Alpakka FTP recursive listing of directory tree



I am using the Alpakka FTP source to poll the content of a directory. Everything works fine as long as there are no subfolders in the polled directory. But as soon as there is a subfolder, my logfiles are filling up with:

ERROR] [01/25/2019 18:30:58.251] [] [akka://layline/system/StreamSupervisor-0/flow-3-2-FtpBrowserSource] Error during postStop in [$$anon$1@747b2287]: Truncated server reply: Truncated server reply: 


In my test I am accessing a Unix FTP server on a Synology NAS from an Akka application running on a Windows system. I enabled the tracing on the FTP command channel by adding:

                        .withConfigureConnectionConsumer(f -> {
                                  new PrintCommandListener(new PrintWriter(System.out), true));

From that output I can see the following:

USER *******
331 Guest login ok, send your email address as password.
PASS *******
230 Guest login ok, access restrictions apply.
215 UNIX Type: L8
PORT 192,168,178,23,17,146
200 PORT command successful.
LIST /in
150 Opening BINARY mode data connection for 'file list'.
226 Transfer complete.
PORT 192,168,178,23,17,147
18:30:58.251 TRACE Layline.Source.SourceFtp             - polling returned object 1.txt
200 PORT command successful.
LIST /\in\Folder1
150 Opening BINARY mode data connection for 'file list'.
550 /\in\Folder1: No such file or directory.
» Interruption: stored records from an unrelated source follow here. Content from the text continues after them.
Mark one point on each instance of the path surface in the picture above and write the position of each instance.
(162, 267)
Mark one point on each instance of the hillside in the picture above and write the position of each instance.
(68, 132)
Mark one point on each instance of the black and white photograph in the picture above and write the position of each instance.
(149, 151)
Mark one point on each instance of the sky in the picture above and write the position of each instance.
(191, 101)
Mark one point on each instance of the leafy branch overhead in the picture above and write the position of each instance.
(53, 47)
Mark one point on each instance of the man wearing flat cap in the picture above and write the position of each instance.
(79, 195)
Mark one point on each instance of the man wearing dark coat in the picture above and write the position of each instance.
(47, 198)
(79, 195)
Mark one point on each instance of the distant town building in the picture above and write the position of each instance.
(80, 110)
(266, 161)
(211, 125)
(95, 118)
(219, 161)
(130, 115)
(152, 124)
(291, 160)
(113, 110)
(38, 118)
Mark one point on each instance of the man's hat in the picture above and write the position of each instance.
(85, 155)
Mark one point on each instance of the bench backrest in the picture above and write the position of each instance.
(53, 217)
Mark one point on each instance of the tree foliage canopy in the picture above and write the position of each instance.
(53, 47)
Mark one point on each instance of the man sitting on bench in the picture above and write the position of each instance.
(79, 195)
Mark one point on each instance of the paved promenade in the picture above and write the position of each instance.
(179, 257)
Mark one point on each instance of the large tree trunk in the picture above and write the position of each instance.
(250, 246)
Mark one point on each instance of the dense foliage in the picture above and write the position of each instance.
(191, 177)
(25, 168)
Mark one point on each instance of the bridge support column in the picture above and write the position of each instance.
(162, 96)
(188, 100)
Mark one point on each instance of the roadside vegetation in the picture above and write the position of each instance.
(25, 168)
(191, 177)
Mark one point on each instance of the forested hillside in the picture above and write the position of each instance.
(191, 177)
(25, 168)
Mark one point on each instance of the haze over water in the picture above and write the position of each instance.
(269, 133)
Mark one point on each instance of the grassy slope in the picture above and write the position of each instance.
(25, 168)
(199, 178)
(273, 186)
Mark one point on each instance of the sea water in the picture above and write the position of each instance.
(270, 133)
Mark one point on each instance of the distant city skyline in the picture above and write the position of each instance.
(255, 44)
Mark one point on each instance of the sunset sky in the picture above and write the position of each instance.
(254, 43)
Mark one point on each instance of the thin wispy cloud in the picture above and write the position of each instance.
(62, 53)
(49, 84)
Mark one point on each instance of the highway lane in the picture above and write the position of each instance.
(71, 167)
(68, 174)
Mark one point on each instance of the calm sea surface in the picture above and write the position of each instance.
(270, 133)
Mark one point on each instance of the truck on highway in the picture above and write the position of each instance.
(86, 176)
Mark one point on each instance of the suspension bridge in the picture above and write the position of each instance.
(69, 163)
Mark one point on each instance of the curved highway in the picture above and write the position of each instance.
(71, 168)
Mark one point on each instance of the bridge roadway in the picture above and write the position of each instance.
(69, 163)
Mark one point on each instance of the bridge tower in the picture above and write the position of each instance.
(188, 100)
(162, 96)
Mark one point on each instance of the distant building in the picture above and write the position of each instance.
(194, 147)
For me it seems as if the FTP Server returns the path names using the Windows \ separator (for whatever reason). For the recursive lookup of Folder1 somewhere a Unix / is added “/\in\Folder1” which leads to the 550 error.
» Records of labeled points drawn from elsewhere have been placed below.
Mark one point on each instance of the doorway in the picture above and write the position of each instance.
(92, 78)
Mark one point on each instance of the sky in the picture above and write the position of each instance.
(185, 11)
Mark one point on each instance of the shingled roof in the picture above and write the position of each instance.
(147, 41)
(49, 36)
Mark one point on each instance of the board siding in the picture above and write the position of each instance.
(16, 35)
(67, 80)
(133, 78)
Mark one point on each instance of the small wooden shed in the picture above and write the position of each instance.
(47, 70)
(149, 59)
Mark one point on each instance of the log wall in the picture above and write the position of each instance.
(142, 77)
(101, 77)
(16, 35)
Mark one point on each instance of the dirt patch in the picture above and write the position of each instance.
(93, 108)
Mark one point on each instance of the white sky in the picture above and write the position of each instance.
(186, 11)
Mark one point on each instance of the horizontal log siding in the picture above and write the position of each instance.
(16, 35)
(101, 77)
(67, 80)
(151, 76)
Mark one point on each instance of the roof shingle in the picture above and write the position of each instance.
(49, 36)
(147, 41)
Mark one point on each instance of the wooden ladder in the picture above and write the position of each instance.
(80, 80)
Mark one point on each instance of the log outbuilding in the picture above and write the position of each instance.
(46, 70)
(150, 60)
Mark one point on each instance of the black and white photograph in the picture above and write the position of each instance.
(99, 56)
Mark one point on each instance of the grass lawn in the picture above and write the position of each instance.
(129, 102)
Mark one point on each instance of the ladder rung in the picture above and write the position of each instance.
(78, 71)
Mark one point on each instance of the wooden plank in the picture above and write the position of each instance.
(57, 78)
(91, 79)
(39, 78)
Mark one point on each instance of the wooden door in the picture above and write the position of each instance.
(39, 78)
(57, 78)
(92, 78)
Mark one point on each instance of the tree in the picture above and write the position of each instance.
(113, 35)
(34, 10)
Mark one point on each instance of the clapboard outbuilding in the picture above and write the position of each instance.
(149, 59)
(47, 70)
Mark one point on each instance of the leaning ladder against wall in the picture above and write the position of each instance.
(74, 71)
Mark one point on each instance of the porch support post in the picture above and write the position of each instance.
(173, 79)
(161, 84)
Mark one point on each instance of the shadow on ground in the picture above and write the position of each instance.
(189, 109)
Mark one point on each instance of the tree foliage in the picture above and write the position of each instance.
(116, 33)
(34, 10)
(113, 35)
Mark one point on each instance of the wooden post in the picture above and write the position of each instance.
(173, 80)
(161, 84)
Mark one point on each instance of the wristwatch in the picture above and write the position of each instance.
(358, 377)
I then had a look to the Alpakka Source code in and found this:

private[ftp] trait CommonFtpOperations {
  type Handler = FTPClient

  def listFiles(basePath: String, handler: Handler): immutable.Seq[FtpFile] = {
    val path = if (!basePath.isEmpty && basePath.head != '/') s"/$basePath" else basePath

Is this the place where the ‘/’ is added? Am I suppossed and can I somehow configure my client so that Unix pathes are returned? Or does the underlying Apache FTPClient automatically uses the \ if I am on a Windows System and that is not forseen in the Alpakka code?

Thanks for your help

(Martynas Mickevičius) #2

Great investigation! I see that the path separator character is not standardized and different FTP servers can use different separators. There is a command (although not mandatory to be implemented) which can query the type of operating system of the server. That could be used to determine the path separator automatically. This would be the ideal solution, but for starters we could expose it as a configuration parameter.

Can you create a ticket for this in the alpakka issue tracker? Also, if you’re up for creating a PR that fixes this, it would be very welcome.


I have created a ticket for this issue.

I also had a look to the code. Even if the path separator of different FTP servers is not standardized, this issue is related to the internal handling of the path in the Alpakka FTP code. Internally the Java java.nio.Paths.normalize() method is used to normalize the pathes. On Windows this method uses the \ as separator character while it uses the / on Mac and Unix. These pathes are subsequently preprocessed in the method CommonFtpOperations.listFiles by prepending a / if the path does not start with a /. That leads to the erroneous behaviour.

Since the FTP servers I tested can not handle the Windows path separator anyhow, I would suggest to completely replace the Windows \ by a Unix / in all cases before returning the FTP file:

def listFiles(basePath: String, handler: Handler): immutable.Seq[FtpFile] = {
    val path = if (!basePath.isEmpty && basePath.head != '/') s"/$basePath" else basePath
      .collect {
        case file: FTPFile if file.getName != "." && file.getName != ".." =>
            if ( '\\')
              Paths.get(s"$path/${file.getName}").normalize.toString.replace('\\', '/')

That also complies with SftpOperations.listFiles() which does not process the pathes returned by the server at all and so most likely in almost all cases uses the Unix /.

If you think that this is a good solution, I can prepare a pull request.

(Martynas Mickevičius) #4

I see now. The solution sounds good. I wonder if this bug would have been caught by the current test-suite running on Windows.


I don’t know how the FTP server is mocked. To reproduce the problem a Windows client has to list a directory including its subfolders. So if the mocked FTP provides a directory structure like:


the problem should show up in the test.

But just while writing this I am not even sure anymore if you are getting an error at all or if just the logfiles filling up with the error message from the initial post and the error is ignored. I will test this once again if I find some time.